Baru saja ia selesai menulis kalimat itu, ayahku
sekonyong-kontong membuka pintu. Aku sontak berteriak : “Pa, jangan!”, tetapi
omonganku terelakkan alias kalah cepat. Dan kalian tahu apa yang terjadi?
Sesosok misterius ada di balik pintu. Ia bertudung hitam dan berjubah hitam.
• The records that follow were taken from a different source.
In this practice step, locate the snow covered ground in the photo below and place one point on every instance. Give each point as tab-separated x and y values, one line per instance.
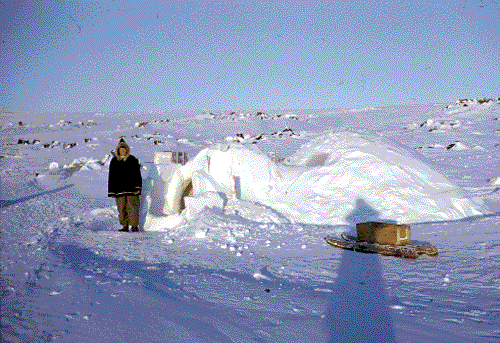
257	271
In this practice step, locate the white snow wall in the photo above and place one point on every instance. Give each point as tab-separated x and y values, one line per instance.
338	178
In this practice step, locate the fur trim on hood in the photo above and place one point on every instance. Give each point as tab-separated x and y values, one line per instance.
121	144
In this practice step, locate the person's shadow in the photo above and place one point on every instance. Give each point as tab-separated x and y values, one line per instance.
358	310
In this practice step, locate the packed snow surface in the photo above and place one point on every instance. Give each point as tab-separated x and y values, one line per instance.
245	260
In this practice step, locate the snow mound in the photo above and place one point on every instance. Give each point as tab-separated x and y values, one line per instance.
337	178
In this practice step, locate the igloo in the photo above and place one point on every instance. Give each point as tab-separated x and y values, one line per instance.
337	178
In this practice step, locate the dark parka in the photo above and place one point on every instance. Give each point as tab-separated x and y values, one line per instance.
124	173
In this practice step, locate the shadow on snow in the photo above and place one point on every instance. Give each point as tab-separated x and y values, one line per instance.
358	310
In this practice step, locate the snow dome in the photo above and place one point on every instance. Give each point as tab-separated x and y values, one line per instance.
337	178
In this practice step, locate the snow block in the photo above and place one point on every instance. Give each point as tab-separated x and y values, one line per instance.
384	233
196	203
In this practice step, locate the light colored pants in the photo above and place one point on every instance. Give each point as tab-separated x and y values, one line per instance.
128	210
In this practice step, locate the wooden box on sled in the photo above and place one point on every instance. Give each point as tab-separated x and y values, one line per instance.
384	233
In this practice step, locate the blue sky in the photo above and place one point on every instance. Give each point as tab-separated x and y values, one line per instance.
227	55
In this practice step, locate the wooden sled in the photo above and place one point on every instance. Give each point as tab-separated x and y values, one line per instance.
404	251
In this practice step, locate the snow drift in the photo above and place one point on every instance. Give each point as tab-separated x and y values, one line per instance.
337	178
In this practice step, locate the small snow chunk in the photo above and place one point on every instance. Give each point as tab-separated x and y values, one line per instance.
259	276
53	165
326	290
456	146
200	234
Kami semua langsung berteriak : “Arrgghhhhhh!!!”
Rupanya
itu abangku! Listrik yang sempat padam tiba-tiba hidup setelah teriakan itu
memecah suasana. Abangku pun segera membuka tudungnya setelah mendengar kami
berteriak. “Hahahaha tenang saja, ini aku!”, ucap abangku sembari tertawa. Usut
punya usut, abangku ini sudah bekerja sama dengan kawanku tadi. Tetapi ada 1
hal yang tidak kumengerti, mengapa kejadian tadi bisa berhubungan dengan
mimpiku semalam? Aha! Teringatnya, abangku dan kawanku ini memiliki kemampuan
bertelepati, bahkan mereka bisa masuk ke dalam mimpi seseorang. Aku pun tertawa
keras ketika melamun, memecah suasana sepi di rumahku.